1930 Cork Senior Hurling Championship
- Dates: 13 April 1930 – 14 September 1930
- Teams: 12
- Champions: Blackrock (20th title) Eudie Coughlan (captain)
- Runners-up: Glen Rovers Paddy Collins (captain)

Tournament statistics
- Matches played: 10
- Goals scored: 62 (6.2 per match)
- Points scored: 71 (7.1 per match)

= 1930 Cork Senior Hurling Championship =

Annual hurling competition season

The 1930 Cork Senior Hurling Championship was the 42nd staging of the Cork Senior Hurling Championship since its establishment by the Cork County Board in 1887. The draw for the opening round fixtures took place at the Cork Convention on 26 January 1930. The championship began on 13 April 1930 and ended on 14 September 1930.

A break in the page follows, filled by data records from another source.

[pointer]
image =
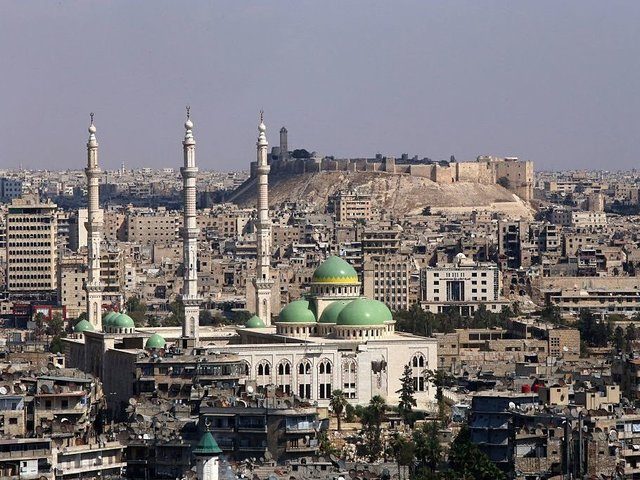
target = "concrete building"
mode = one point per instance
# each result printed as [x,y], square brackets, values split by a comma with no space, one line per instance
[463,285]
[348,207]
[387,278]
[31,228]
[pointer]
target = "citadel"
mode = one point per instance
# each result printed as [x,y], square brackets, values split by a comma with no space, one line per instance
[516,175]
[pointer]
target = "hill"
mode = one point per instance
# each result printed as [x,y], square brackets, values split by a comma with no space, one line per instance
[397,194]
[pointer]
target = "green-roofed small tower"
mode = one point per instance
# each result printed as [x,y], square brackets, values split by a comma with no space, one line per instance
[207,452]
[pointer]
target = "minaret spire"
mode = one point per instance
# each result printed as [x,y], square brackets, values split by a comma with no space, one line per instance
[263,282]
[93,286]
[190,299]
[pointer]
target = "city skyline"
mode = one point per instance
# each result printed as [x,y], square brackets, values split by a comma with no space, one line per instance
[544,82]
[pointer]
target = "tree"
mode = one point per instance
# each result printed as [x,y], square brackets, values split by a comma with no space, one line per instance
[372,416]
[469,462]
[407,391]
[338,403]
[631,335]
[428,448]
[439,379]
[403,450]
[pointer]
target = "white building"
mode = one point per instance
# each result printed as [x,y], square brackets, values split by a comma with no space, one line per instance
[464,286]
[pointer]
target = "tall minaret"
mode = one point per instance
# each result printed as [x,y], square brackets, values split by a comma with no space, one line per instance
[92,285]
[263,282]
[190,299]
[284,144]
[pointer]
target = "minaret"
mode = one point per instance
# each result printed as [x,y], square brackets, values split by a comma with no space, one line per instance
[92,285]
[263,282]
[284,144]
[190,299]
[206,453]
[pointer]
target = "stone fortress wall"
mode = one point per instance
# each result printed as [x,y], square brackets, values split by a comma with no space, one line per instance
[486,170]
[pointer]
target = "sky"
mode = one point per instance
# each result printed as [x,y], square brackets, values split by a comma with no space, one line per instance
[548,81]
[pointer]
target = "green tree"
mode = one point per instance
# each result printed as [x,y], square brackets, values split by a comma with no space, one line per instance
[372,417]
[407,392]
[631,335]
[468,462]
[338,403]
[428,448]
[439,379]
[403,451]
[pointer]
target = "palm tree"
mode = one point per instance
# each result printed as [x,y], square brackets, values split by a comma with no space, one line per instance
[338,403]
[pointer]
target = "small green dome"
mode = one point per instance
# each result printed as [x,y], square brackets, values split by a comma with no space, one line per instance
[364,312]
[83,326]
[331,312]
[298,311]
[335,270]
[123,321]
[108,319]
[207,446]
[255,322]
[155,341]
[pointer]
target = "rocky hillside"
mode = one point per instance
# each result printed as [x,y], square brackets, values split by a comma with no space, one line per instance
[399,194]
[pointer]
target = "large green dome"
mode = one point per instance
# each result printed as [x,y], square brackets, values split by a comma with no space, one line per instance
[123,321]
[331,312]
[364,312]
[83,326]
[108,319]
[254,322]
[155,341]
[298,311]
[335,270]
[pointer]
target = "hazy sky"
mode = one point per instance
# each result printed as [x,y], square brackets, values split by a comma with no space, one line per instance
[554,82]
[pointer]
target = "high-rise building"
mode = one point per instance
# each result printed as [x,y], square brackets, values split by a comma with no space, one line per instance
[31,246]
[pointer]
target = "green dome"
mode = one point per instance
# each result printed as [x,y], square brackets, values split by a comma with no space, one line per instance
[107,320]
[83,326]
[207,446]
[335,270]
[364,312]
[155,341]
[298,311]
[331,312]
[123,321]
[255,322]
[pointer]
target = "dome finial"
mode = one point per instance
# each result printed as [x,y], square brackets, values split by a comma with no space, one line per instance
[92,127]
[188,125]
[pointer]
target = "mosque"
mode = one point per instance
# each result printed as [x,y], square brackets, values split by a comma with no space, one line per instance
[332,338]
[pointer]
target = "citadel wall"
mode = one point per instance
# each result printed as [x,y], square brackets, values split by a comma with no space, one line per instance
[515,174]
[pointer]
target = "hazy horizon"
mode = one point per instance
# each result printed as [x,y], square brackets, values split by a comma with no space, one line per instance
[545,81]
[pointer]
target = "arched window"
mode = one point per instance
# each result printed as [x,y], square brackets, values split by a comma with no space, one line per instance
[324,379]
[283,378]
[350,377]
[418,367]
[264,373]
[304,379]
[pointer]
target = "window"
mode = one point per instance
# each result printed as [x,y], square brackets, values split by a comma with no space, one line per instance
[418,367]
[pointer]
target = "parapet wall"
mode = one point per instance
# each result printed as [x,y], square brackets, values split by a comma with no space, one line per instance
[514,174]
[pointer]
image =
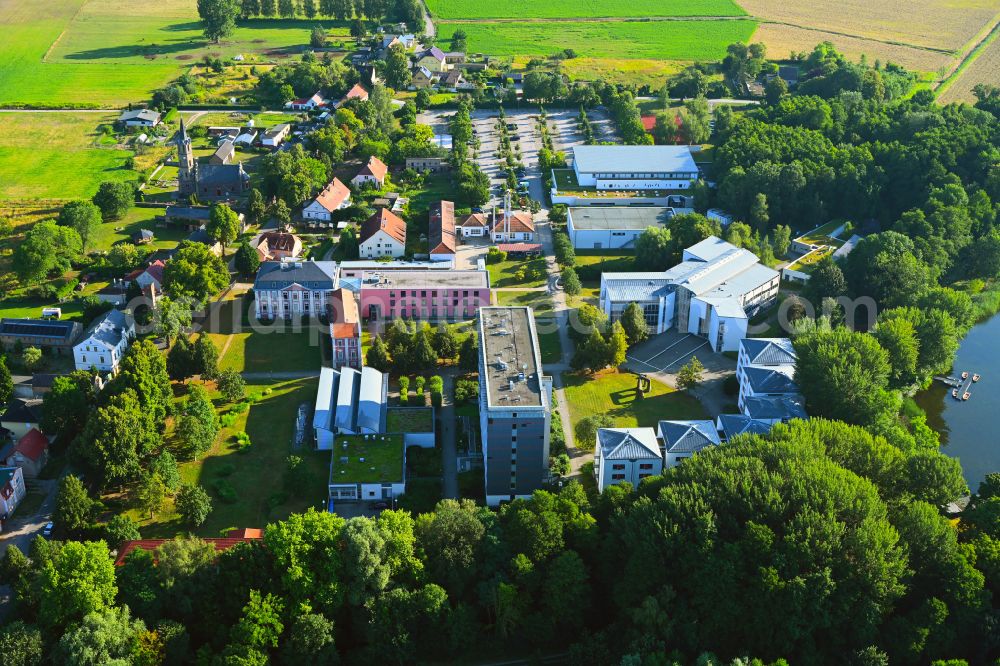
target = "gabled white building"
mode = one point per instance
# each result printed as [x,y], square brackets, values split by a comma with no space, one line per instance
[712,293]
[683,439]
[382,235]
[335,196]
[634,167]
[626,454]
[105,342]
[765,367]
[290,287]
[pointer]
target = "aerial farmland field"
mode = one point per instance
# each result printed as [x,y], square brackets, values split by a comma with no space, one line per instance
[108,53]
[940,24]
[666,40]
[57,155]
[782,40]
[528,9]
[984,69]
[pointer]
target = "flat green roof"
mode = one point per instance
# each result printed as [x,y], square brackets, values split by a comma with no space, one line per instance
[378,459]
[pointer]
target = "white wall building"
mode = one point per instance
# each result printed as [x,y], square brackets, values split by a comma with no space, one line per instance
[334,196]
[105,342]
[626,454]
[712,293]
[292,287]
[604,227]
[382,235]
[683,439]
[634,167]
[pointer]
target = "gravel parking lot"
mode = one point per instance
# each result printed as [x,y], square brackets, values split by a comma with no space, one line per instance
[524,135]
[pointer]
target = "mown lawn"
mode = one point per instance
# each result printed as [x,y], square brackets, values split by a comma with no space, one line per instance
[539,301]
[666,40]
[262,347]
[56,155]
[469,9]
[505,274]
[256,476]
[164,237]
[108,53]
[615,394]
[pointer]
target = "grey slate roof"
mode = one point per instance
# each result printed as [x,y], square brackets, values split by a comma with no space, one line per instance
[20,410]
[140,114]
[628,443]
[741,424]
[221,174]
[769,380]
[633,159]
[309,274]
[109,328]
[637,287]
[709,249]
[782,408]
[769,351]
[619,217]
[687,436]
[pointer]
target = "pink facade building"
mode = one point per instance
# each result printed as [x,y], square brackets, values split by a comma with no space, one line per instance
[435,295]
[345,329]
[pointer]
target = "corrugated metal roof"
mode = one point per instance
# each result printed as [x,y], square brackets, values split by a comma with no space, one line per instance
[687,436]
[782,408]
[769,351]
[773,379]
[628,443]
[370,400]
[344,416]
[633,159]
[741,424]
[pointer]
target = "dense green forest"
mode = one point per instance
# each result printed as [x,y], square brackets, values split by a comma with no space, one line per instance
[823,542]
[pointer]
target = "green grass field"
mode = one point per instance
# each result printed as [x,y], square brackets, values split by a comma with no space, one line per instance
[107,53]
[106,31]
[56,155]
[255,475]
[524,9]
[667,40]
[614,394]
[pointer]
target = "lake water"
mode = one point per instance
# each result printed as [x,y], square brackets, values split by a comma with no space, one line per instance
[970,430]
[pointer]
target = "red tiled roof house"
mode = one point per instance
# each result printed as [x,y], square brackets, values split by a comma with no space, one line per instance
[372,173]
[30,453]
[382,235]
[441,231]
[334,196]
[345,329]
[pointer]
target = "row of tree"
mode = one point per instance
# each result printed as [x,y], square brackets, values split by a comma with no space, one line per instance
[832,529]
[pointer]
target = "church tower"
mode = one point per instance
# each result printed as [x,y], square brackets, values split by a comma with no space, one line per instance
[187,169]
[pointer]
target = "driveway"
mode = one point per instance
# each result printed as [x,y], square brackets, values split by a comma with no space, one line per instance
[23,528]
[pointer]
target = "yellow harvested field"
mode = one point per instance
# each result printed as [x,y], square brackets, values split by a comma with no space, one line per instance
[984,69]
[782,40]
[942,24]
[621,70]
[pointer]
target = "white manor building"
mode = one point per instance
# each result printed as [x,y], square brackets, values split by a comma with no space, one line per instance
[294,287]
[712,293]
[634,167]
[105,342]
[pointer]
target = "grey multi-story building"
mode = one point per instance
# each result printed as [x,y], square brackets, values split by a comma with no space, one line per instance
[514,404]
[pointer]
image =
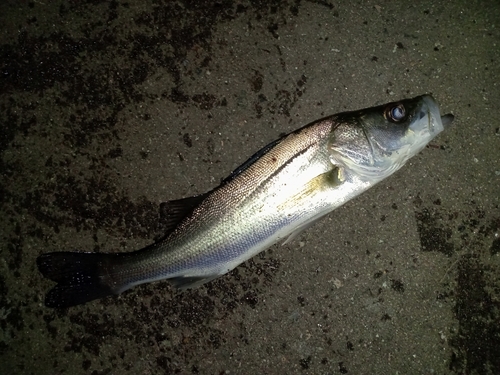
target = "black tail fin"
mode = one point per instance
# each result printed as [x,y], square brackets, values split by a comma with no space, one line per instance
[81,277]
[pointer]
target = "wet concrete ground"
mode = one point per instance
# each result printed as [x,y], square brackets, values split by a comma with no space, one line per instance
[109,108]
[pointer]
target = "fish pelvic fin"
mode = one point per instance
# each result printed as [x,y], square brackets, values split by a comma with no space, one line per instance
[80,277]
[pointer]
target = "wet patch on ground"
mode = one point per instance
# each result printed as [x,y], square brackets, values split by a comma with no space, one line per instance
[470,239]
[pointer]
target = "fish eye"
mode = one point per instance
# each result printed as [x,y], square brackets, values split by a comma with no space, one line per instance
[395,113]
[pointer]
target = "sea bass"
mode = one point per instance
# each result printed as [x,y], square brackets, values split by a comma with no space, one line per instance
[277,193]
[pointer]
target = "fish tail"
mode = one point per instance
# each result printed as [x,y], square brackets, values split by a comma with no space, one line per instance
[80,277]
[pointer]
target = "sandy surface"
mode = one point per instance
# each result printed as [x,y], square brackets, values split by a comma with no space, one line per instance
[109,108]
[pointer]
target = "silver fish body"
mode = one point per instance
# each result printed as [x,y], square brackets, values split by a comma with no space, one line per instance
[277,193]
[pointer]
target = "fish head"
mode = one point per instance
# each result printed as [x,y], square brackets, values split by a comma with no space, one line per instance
[374,143]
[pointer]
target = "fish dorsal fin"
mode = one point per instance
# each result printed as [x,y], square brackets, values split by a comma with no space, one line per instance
[173,212]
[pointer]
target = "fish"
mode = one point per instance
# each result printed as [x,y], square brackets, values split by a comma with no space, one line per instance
[272,197]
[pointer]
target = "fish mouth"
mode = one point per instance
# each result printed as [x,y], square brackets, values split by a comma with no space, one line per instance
[446,120]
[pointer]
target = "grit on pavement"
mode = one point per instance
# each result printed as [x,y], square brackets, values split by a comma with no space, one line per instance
[108,108]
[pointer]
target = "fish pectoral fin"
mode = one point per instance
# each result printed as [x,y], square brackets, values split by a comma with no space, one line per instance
[327,180]
[173,212]
[190,282]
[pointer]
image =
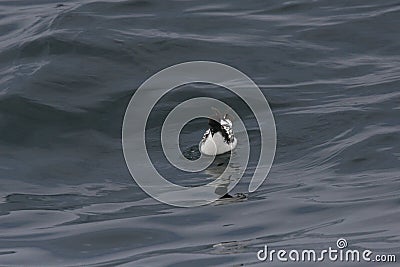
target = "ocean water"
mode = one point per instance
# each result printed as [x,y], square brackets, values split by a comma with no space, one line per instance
[329,69]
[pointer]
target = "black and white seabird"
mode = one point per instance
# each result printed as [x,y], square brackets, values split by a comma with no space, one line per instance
[219,138]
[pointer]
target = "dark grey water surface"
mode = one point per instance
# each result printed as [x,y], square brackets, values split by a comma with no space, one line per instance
[330,70]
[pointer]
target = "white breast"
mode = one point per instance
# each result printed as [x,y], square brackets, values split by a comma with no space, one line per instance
[214,145]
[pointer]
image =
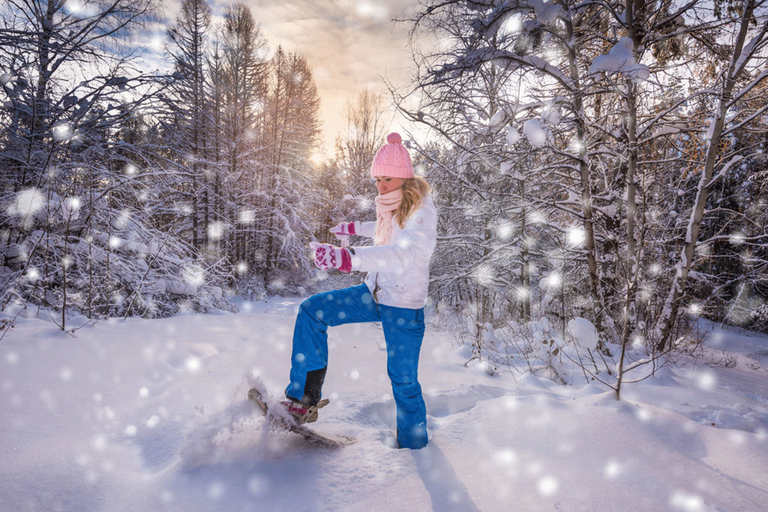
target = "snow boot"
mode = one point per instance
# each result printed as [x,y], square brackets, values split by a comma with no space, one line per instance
[302,413]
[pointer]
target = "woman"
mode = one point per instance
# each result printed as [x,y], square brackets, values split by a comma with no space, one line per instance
[394,293]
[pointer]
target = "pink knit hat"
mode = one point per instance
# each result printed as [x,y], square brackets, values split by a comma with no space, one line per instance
[392,159]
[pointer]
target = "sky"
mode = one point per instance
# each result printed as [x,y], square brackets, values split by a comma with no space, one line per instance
[350,45]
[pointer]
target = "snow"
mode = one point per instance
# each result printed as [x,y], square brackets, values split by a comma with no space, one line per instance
[536,132]
[151,415]
[585,332]
[620,60]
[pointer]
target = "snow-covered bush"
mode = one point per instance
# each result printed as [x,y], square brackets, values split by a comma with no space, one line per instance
[112,266]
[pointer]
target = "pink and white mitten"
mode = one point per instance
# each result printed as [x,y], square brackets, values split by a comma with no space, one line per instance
[329,256]
[342,232]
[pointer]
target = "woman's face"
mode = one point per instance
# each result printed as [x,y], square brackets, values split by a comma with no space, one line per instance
[385,184]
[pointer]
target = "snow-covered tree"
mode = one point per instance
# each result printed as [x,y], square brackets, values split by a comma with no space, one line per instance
[608,97]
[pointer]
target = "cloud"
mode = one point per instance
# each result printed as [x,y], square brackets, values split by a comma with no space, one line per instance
[349,44]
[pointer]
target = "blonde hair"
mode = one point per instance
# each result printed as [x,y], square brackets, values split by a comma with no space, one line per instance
[414,191]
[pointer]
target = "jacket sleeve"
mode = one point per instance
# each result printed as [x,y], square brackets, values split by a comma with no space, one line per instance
[415,244]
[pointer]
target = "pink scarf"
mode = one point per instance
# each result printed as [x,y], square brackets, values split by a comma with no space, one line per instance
[385,208]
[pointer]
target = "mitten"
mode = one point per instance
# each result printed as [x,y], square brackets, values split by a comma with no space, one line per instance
[329,256]
[342,232]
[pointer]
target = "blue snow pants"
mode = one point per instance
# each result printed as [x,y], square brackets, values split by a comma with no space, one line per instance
[403,332]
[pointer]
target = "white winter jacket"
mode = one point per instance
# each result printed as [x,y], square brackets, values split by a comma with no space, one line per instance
[398,272]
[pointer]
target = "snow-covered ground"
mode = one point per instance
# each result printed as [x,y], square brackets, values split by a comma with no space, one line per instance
[143,415]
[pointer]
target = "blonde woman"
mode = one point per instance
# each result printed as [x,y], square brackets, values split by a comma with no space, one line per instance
[394,293]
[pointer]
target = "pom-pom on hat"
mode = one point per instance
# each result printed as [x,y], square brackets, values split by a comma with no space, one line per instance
[392,159]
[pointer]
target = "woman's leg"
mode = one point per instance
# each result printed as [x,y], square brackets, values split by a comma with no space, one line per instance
[404,332]
[309,358]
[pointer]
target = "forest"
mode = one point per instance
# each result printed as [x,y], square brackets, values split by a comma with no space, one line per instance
[599,168]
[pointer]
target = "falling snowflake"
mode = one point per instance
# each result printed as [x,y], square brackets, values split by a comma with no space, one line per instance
[216,230]
[193,275]
[26,204]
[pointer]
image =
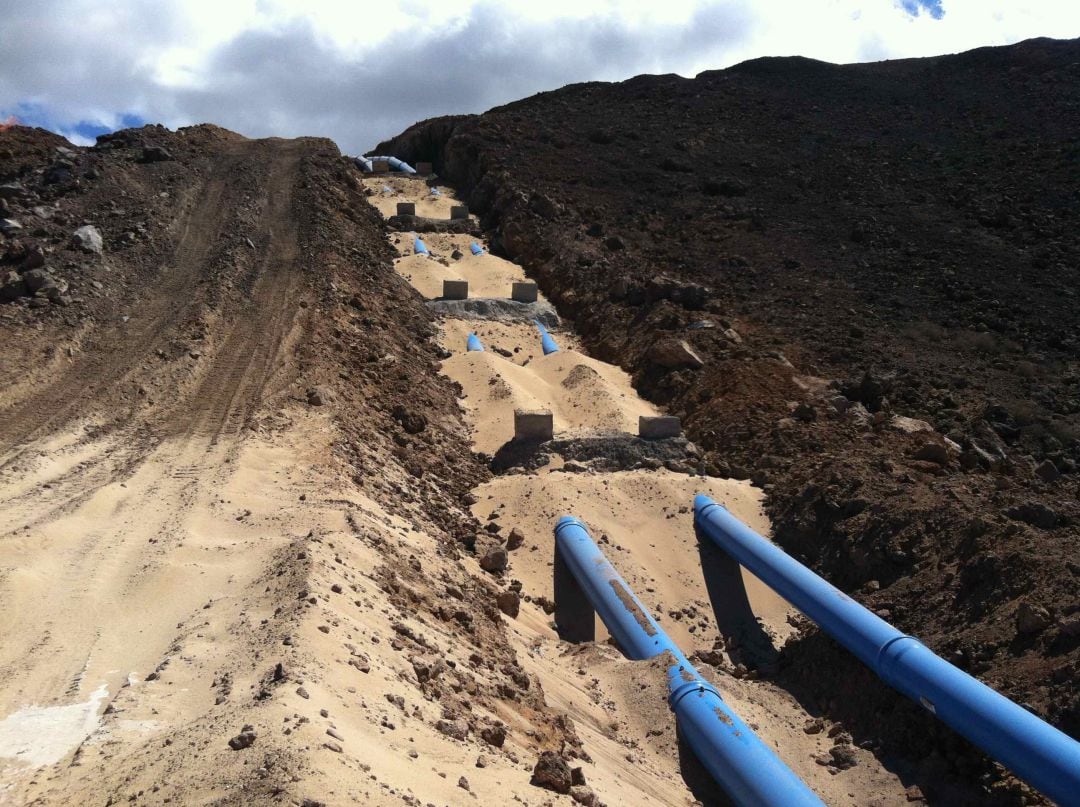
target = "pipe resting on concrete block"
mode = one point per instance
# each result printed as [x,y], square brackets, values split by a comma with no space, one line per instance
[748,771]
[1034,750]
[545,340]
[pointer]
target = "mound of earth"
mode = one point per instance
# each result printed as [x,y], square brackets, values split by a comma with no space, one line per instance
[877,267]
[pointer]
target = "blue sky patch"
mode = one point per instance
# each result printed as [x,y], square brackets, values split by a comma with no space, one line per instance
[39,115]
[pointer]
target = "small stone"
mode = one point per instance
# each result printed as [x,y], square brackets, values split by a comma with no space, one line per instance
[515,539]
[933,453]
[457,729]
[89,239]
[1048,471]
[1031,619]
[495,560]
[674,353]
[583,794]
[509,602]
[844,756]
[494,736]
[243,740]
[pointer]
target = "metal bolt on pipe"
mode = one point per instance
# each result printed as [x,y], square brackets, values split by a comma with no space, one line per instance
[747,770]
[545,339]
[1034,750]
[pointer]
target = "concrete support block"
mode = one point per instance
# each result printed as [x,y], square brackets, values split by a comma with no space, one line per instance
[534,426]
[456,290]
[658,428]
[524,292]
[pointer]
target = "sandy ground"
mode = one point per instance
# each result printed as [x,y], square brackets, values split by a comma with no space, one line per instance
[643,521]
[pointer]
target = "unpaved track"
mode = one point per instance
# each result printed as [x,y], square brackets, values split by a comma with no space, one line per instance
[109,536]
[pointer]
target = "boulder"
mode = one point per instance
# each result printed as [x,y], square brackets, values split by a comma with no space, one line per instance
[89,239]
[674,353]
[552,772]
[156,153]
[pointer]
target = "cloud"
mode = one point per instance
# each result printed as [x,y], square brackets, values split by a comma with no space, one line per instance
[360,74]
[931,7]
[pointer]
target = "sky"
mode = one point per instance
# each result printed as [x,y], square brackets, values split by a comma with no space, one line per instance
[360,71]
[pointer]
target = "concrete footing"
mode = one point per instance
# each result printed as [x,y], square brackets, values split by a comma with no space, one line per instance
[524,292]
[534,426]
[455,290]
[659,428]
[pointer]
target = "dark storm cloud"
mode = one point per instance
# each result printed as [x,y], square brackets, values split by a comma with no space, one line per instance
[291,81]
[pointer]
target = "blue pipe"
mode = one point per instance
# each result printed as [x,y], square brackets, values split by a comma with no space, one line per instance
[742,765]
[545,340]
[1034,750]
[395,164]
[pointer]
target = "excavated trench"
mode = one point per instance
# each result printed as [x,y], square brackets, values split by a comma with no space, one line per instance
[638,509]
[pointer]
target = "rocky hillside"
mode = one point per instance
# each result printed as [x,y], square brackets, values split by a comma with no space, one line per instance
[859,286]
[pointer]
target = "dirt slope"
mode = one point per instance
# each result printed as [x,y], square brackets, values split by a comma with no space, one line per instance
[840,244]
[230,534]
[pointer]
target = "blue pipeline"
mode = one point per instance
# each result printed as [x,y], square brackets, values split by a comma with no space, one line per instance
[743,766]
[545,340]
[394,163]
[1033,749]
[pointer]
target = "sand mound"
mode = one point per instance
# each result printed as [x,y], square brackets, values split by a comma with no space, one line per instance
[602,400]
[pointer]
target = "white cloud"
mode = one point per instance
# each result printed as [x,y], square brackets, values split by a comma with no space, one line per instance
[360,71]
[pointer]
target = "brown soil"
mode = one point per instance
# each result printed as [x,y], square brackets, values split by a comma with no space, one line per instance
[900,236]
[232,495]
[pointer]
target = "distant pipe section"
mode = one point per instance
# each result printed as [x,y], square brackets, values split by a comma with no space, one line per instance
[1034,750]
[394,163]
[545,339]
[742,765]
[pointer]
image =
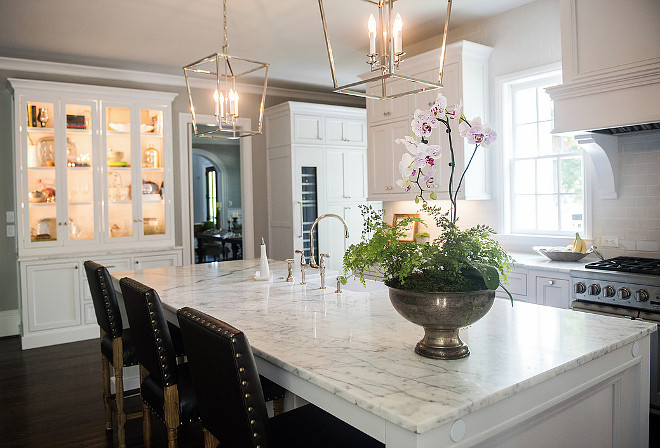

Blackrock were the defending champions.

On 14 September 1930, Blackrock won the championship following a 3–8 to 1–3 defeat of Glen Rovers in the final. This was their 20th championship title overall and their second successive title.

==Team changes==
===To Championship===

Promoted from the Cork Intermediate Hurling Championship
- Ballincollig

===From Championship===

Regraded to the Cork Intermediate Hurling Championship
- Collins

==Championship statistics==
===Miscellaneous===

- Glen Rovers qualified for the final for the first time in their history.